Meet the Mild-Mannered Investment Adviser Who's Humiliating the Administration Over Obamacare

and another thing...
Now that this is all out in the open, the Supreme is unlikely to accept the. "its was a legislative typo argument." Gruber has made it clear it was designed to this way to put pressure on the states.
I believe it's been made part of the argument that is to be made before SCOTUS. Going to be kind of hard to prove otherwise.
 
From what I read it was the argument before the lower appellate courts... with mixed results.
However, now with the rest of this context... I just can't see how roberts can side with the leftist side of this argument. .

Their cover has been destroyed by the architect of the law.
They knew what they were doing and it was done on purpose.

If Roberts re writes this one... he will go down as an activist judge who rewrote the obamacare act back and forth depending on the issue.
 
The voters are going to get their premium increases next year and then vote again in 2016. Obamacare is expected to be overturned next year or the year after... Personally, I'm way too much Amerind to really believe anything any government, anywhere says... My version of healthcare is to be as healthy as I can and not get in traffic accidents or shootings. I learned herbs and nutrition and even more and at 70 yo I can kick some ass, walk lots of miles, write software in 14 hour days... All you fat fuckhead sugarshit eaters that are so dependent on your doctors can die for all I care.
 
ObamaCare architect earned millions from taxpayers at federal, state levels
http://www.foxnews.com/politics/201...as-earned-millions-from-taxpayers-at-federal/

“My job was just to see if the numbers added up,” Dr. Jonathan Gruber, the controversial architect of ObamaCare, told PBS two years ago.

And add up the numbers did – at least in terms of Gruber’s consulting fees. A Fox News review of state and federal websites, as well as published reports, finds the MIT economist and his firm have secured millions in federal and state contracts stretching back over the last fifteen years.

Most famously, the Department of Health and Human Services retained Gruber in March 2009 to produce, as the contract stipulated, “a series of technical memoranda on the estimated changes in health insurance coverage and associated costs and impacts to the government under alternative specifications of health system reform.”

That contract netted Gruber $95,000, and an additional HHS contract, inked that June, added $297,600 to the deal – steering almost $400,000 to the creator of the Gruber Microsimulation Model. Still another contract with the agency, as reported here, was said to have exceeded $2 million in value since 2007.

The National Institutes of Health clinched a deal for a like amount ($2.05 million), and the Department of Justice contracted with Gruber for nearly $1.74 million. DOJ? You might ask. Why would the Justice Department be hiring the architect of ObamaCare? Records show Gruber earned the DOJ fee for helping to develop viable incentives to be extended to the tobacco companies in order to dissuade them from targeting teen smokers.
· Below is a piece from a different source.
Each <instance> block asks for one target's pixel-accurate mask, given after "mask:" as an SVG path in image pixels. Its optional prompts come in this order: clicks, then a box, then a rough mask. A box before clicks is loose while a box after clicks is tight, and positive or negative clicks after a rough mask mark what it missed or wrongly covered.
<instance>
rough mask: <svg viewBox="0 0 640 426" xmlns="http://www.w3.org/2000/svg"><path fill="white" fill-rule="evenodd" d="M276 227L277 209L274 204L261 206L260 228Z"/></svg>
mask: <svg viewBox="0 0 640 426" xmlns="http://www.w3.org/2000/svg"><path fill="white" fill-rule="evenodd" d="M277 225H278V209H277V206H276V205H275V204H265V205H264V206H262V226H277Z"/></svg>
Similarly, Gruber collected $103,500 from the State Department for his services as an expert witness, providing testimony in a NAFTA dispute with a Canadian tobacco firm.

Then there are the state governments. The Fox News review finds Gruber and his firm have consulted for, or provided computer modeling to, at least fifteen states. Glenn Kessler, the widely respected Washington Post columnist who writes under the moniker “The Fact Checker,” reported last week that “at least eight states” have hired Gruber to assist with the launching of their health care exchanges – and Kessler added: “It’s safe to say that about $400,000 appears to be the standard rate for gaining access to the Gruber Microsimulation Model.”
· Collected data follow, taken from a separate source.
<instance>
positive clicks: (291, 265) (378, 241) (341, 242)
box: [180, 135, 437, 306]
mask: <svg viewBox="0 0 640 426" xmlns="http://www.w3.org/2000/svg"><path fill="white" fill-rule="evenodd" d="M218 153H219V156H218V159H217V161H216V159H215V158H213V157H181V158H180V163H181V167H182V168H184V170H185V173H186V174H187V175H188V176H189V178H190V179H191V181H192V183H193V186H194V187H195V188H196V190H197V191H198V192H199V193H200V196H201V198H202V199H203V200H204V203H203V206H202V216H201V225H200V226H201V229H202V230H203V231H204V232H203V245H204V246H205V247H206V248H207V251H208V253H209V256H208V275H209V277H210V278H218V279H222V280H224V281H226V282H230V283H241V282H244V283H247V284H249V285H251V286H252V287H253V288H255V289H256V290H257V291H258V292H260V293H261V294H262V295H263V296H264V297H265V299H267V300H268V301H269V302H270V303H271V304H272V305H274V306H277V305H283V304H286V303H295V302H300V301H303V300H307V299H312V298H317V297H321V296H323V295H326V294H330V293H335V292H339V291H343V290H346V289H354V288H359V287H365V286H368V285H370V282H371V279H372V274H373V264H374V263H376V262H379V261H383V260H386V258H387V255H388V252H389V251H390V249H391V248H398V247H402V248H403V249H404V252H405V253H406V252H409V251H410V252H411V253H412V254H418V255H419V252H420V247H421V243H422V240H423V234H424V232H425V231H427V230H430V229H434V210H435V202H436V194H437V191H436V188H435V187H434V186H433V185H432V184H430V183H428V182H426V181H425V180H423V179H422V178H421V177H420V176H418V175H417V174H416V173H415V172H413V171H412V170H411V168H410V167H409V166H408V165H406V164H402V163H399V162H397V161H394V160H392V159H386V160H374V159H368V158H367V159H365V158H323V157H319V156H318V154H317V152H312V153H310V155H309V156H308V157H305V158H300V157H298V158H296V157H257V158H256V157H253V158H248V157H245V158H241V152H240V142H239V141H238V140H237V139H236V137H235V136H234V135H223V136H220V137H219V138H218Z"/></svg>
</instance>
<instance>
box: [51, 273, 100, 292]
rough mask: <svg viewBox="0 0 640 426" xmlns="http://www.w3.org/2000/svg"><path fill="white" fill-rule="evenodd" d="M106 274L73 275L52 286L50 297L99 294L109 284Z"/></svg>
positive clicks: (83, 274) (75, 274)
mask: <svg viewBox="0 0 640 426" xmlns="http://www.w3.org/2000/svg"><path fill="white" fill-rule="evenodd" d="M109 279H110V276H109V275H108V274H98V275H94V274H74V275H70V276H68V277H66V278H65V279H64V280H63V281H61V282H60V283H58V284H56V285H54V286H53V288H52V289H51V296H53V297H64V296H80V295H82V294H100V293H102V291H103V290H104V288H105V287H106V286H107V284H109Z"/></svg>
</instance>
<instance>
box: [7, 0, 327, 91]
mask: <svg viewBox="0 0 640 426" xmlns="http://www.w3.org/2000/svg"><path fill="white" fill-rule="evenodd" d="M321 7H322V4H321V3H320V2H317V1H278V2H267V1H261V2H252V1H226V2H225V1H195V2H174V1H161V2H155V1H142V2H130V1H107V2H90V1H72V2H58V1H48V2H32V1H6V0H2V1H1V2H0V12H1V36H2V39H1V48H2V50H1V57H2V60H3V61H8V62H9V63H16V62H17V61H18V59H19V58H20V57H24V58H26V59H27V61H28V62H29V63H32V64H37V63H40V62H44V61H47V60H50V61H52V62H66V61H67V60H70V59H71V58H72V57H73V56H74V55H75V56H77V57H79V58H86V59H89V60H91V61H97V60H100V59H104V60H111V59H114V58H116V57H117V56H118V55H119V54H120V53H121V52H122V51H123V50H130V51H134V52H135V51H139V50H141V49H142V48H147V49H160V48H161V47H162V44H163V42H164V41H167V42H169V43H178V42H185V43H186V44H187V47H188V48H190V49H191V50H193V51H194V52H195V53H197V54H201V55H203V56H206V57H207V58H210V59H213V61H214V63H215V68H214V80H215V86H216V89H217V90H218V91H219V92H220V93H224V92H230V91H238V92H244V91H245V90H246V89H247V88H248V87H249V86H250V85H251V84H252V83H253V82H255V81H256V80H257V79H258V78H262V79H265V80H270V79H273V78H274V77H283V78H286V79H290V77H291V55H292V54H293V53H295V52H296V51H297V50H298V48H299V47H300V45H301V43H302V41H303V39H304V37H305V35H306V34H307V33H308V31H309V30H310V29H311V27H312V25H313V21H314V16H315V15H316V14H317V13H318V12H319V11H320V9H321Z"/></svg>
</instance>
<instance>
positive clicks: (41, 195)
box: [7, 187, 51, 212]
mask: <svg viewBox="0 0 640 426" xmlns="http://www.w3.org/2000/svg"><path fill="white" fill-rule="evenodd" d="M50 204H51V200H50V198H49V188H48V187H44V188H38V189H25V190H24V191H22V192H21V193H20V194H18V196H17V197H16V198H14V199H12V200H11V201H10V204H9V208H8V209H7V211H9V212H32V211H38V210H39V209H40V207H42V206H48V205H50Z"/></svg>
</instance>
Fox News found that Gruber and his firm shared in a $481,050 contract with Michigan, a $400,000 deal with Wisconsin, and a contract with Minnesota worth nearly $330,000. Other contracts included deals with California, Colorado, Connecticut, Delaware, Kansas, Maine, Massachusetts – where Gruber notably worked with then-Governor Mitt Romney – Oregon, Rhode Island, Vermont, West Virginia, and Wyoming.
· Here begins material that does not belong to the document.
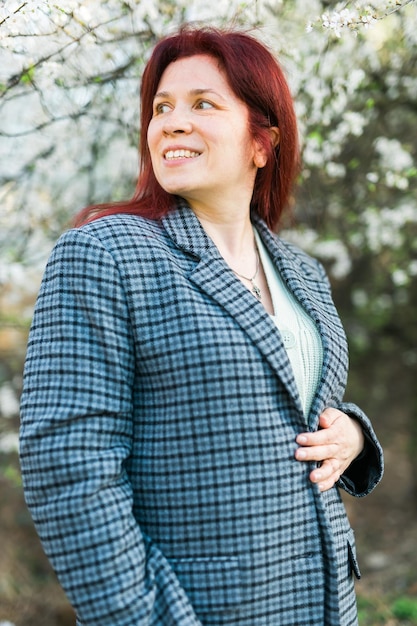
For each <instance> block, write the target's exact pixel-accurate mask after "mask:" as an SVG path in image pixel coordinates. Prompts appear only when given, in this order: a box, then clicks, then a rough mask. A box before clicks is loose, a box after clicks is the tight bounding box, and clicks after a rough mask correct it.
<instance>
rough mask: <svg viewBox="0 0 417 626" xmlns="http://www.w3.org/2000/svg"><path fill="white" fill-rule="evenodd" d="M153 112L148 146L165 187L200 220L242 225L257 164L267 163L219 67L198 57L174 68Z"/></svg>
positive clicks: (158, 176)
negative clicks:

Sen. Charles Grassley, R-Iowa, a longtime Gruber critic, told Fox News on Monday that the economist has never been as transparent as he should have been in divulging his consulting contracts to lawmakers when he was testifying before them. “This is not saying the amount of money he made was wrong,” Grassley said, “but when he's testifying before Congress, there ought to be full disclosure of this so that you know if he's got a non-biased opinion -- or not.”